Check If All 1's Are at Least Length K Places Away

Check If All 1's Are at Least Length K Places Away

What is this problem about?

The "Check If All 1's Are at Least Length K Places Away interview question" is an array distance validation task. You are given a binary array (containing only 0s and 1s) and an integer k. You need to determine if every pair of '1's in the array are separated by at least k zeros. In other words, the distance between the indices of any two 1s must be at least $k+1$.

Why is this asked in interviews?

Meta and Bloomberg ask the "Check If All 1's Are at Least Length K Places Away coding problem" to evaluate a candidate's ability to maintain state while traversing an array. It tests your logic in tracking the "last seen" position of a specific element and your ability to implement an $O(N)$ solution with minimal space.
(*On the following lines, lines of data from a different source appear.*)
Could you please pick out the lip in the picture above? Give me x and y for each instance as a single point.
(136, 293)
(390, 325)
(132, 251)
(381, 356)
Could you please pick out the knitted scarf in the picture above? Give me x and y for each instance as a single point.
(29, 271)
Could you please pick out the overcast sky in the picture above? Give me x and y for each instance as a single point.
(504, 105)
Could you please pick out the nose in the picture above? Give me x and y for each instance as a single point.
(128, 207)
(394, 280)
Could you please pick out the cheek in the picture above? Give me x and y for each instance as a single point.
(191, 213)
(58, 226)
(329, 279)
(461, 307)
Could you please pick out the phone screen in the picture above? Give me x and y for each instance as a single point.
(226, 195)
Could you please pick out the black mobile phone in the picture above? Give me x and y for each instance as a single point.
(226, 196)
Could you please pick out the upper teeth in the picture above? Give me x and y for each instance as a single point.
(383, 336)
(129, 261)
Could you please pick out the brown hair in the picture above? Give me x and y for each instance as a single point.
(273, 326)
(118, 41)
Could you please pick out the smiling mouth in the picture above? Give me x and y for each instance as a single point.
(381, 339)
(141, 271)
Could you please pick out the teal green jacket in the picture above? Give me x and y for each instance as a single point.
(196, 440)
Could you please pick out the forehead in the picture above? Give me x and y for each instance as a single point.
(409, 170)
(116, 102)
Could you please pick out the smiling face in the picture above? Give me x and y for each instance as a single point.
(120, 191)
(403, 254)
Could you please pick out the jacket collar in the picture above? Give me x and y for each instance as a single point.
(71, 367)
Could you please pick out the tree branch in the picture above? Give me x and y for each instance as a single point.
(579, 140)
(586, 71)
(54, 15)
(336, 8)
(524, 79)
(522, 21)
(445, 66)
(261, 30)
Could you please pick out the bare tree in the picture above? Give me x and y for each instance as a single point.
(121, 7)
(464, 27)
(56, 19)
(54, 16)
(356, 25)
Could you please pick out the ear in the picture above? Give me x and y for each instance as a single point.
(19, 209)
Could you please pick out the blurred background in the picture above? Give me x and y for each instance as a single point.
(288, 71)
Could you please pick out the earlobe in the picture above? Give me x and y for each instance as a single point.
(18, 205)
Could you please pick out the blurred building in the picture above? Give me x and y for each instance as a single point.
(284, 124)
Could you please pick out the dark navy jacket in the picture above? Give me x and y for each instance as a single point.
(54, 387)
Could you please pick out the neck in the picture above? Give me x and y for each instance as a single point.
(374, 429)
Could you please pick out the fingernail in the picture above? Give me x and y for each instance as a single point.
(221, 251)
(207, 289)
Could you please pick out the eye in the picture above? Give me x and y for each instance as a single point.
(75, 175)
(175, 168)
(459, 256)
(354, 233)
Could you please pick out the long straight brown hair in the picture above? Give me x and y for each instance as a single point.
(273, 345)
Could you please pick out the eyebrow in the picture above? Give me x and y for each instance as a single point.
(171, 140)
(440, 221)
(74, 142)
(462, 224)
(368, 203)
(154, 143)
It’s a fundamental "Array interview pattern" problem.

Algorithmic pattern used

This problem uses the Linear Scan with State Tracking pattern.

1. Initialize: Keep a variable last_pos to store the index of the most recently encountered '1'. Initialize it to a value that won't trigger a failure (like -1 or a very small negative number).
2. Iterate: Loop through the array from index 0 to $n-1$.
3. Condition: When you encounter a '1':
   • If last_pos is not -1, check the distance: current_index - last_pos - 1.
   • If this distance is less than k, return false.
   • Update last_pos to the current index.
4. Success: If you finish the loop without any violations, return true.

Example explanation

Array: [1, 0, 0, 0, 1, 0, 1], $k = 2$

1. index 0: It's a '1'. last_pos = 0.
2. index 4: It's a '1'. Distance: $4 - 0 - 1 = 3$. $3 \geq 2$. OK. last_pos = 4.
3. index 6: It's a '1'. Distance: $6 - 4 - 1 = 1$. $1 < 2$. FAIL! Result: False.

Common mistakes candidates make

• Off-by-one errors: Calculating the distance incorrectly (e.g., using current - last instead of current - last - 1).
• Initial State: Not handling the first '1' correctly, causing the distance check to run when it shouldn't.
• Nested Loops: Using a nested loop to look ahead for the next '1', which is $O(N^2)$ in the worst case. A single pass is $O(N)$.

Interview preparation tip

Always look for ways to solve array distance problems in a single pass. Keeping track of the "previous occurrence" index is a classic trick that appears in many variations of this "Array interview pattern."